Private Confessions : Féminin pluriel
Brillamment réalisé par LIV ULLMANN, Private Confessions est d’abord un film écrit par INGMAR BERGMAN, qui, à 81 ans, a signé le scénario d’une ouvre qui nous laisse admiratifs et émus.
Dieu merci, Ingmar Bergman ne sait pas ce qu’est la retraite. Depuis qu’il s’est officiellement «retiré» du cinéma (avec la sortie de Fanny et Alexandre, en 1982), le cinéaste de 81 ans a non seulement continué à mettre en scène – et souvent, à écrire – de nombreuses ouvres pour le théâtre et la télévision (comme En présence d’un clown, présenté l’an dernier au Festival des Films du Monde), mais il a, en plus, rédigé les scénarios de films comme Les Meilleures Intentions (dont il a confié la mise en scène à Bille August), L’Enfant du dimanche (dont il a laissé la réalisation à son fils, Daniel), et le tout nouveau Private Confessions (dont le titre original, Enskilda Samtal, veut plutôt dire Entretiens privés), qu’il a mis entre les mains de Liv Ullmann.
Or, tous ces projets sont intéressants (outre leurs mérites respectifs, et le fait qu’ils nous permettent de voir encore des «films de Bergman», même s’ils ne sont plus réalisés par lui) parce qu’ils nous aident indirectement à mesurer l’apport de Bergman-metteur en scène au travail de Bergman-scénariste, et de constater que le réalisateur suédois est non seulement l’un des plus grands cinéastes du vingtième siècle (ça, on le savait déjà…), mais qu’il est aussi – et peut-être même d’abord et avant tout – l’un de ses meilleurs dramaturges.

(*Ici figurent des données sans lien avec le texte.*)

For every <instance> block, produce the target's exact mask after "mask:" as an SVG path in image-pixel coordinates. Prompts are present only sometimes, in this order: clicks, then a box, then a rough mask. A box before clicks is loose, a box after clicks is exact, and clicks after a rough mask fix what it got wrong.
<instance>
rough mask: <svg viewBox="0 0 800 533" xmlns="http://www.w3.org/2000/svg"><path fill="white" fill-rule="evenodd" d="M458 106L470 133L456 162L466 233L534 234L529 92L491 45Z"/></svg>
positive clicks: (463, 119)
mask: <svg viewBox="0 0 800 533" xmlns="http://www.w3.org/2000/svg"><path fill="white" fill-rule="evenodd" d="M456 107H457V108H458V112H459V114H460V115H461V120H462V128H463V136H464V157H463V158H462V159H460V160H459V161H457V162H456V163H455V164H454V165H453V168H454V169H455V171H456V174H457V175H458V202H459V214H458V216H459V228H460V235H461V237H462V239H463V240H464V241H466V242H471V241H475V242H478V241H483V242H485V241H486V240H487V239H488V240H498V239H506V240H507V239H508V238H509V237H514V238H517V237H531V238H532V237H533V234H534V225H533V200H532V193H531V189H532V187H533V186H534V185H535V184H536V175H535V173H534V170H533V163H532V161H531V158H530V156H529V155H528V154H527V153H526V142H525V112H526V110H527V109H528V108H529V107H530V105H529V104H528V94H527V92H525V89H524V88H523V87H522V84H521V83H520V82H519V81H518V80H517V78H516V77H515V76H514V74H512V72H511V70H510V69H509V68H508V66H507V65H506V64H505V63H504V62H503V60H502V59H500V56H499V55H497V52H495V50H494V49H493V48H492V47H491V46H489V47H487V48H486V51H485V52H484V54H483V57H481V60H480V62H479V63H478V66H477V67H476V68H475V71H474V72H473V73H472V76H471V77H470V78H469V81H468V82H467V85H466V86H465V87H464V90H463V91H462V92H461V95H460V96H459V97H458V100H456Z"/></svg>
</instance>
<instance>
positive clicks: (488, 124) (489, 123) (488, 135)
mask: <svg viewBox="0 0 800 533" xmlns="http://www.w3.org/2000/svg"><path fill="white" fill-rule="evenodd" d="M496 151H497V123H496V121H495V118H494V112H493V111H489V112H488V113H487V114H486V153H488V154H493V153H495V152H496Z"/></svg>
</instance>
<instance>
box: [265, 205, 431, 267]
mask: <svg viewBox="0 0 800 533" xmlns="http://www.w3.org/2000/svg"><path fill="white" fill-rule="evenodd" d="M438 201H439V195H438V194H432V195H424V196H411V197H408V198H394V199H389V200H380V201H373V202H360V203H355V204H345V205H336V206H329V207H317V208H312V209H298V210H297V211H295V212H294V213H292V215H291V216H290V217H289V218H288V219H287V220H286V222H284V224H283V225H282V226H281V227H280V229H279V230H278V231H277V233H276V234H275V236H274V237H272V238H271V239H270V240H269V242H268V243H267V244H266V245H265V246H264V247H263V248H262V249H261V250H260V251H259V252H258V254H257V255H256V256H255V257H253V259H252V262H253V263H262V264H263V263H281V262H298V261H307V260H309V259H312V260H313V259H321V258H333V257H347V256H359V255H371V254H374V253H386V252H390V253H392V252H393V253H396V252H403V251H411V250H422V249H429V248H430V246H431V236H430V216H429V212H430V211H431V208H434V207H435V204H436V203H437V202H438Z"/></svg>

En effet, ce n’est pas faire injure aux contributions (souvent brillantes) des artistes qui ont porté Private Confessions à l’écran que de remarquer que ce film ne perdrait à peu près rien de son formidable impact s’il était mis en scène au théâtre; c’est tout simplement réaliser que sa force et sa profondeur dépendent essentiellement d’un scénario admirable (possiblement même parfait) dont les personnages (extraordinairement complexes et insaisissables), les dialogues (terriblement justes et subtils) et la construction dramatique (apparemment simple mais surprenante, audacieuse sans être tape-à-l’oil) sondent de manière fascinante la détresse d’une femme à cinq moments-clés de sa vie.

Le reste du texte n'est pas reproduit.